Pellets of ice fell faster and hit harder.  Shouts and boots blared harder still.  They were close.  Elyssia created a sphere of warmth about herself to hold the rain at bay.  She gestured at the impassable wall before her and caused aged stone and mortar to warp and bend itself out of her way.  It parted like an obedient curtain to create a passage through to the next street.  She drew a veil of mist and fog from the air to obscure her trail.

The arrival of little Etienne forced Elyssia to abandon her ambivalence about her magic.  The premature birth had been difficult for both, and only the stronger constitution of a sorceress allowed them to survive it.  He was a wisp of child, susceptible to every illness that blew through the city on shadowed wings.  Too much of his father in him, she thought.  Realizing that he would not see his first birthday if she did not intervene, Elyssia set aside her old vow and began using her powers to heal him, to bolster his strength with hers.  She slipped spells into soups and goodnight kisses, and when he stumbled and scraped his knee, her comforting touch made the wound vanish.  Reynand, who had never known of his wife’s special abilities, remained ignorant.  If he had any doubts, they were doused so frequently in drink that it did not matter.  Ironically, when he was sober, he could be a doting father, and in those moments Elyssia dared to hope that their family would grow against odds to become what she had always wanted it to be.  But all it did was advance an impending and terrible choice.

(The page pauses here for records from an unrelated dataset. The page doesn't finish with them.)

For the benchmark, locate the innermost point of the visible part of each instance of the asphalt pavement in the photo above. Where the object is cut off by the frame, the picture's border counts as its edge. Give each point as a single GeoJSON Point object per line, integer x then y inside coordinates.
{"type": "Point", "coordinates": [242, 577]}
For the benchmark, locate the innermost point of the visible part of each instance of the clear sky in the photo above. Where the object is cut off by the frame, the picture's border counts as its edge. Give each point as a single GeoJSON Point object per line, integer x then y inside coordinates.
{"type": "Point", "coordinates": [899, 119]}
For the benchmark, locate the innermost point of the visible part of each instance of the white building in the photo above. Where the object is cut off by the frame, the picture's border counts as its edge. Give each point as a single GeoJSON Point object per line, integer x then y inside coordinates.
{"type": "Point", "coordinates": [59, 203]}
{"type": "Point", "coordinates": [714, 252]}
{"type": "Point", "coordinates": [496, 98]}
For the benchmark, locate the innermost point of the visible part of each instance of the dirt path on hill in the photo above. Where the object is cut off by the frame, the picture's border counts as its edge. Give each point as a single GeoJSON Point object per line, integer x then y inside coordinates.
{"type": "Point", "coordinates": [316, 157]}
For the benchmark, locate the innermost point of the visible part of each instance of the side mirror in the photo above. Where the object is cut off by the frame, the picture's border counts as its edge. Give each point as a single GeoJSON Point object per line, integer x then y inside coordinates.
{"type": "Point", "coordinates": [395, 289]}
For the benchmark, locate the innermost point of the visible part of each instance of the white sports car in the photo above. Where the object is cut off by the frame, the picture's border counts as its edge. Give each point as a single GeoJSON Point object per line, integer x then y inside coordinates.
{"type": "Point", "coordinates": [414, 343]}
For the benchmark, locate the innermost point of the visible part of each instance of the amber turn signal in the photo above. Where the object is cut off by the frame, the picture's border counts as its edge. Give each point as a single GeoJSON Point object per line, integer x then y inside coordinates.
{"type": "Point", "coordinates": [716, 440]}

They were waiting for her on the other side.  Over a hundred men hunted for her, and they had cordoned off the entire arrondissement to seal her within.  Elyssia’s hands glowed with golden light as she stared down the line of soldiers.  Swords up, they charged, and her fingers spat streams of fire and lightning at them.  Screeches and wails of pain erupted from every man who was struck down.  She waved her arms and swept the wounded from her path like so many fragile motes of dust.  But a second wave came, and a third, and then the arrows began to fly…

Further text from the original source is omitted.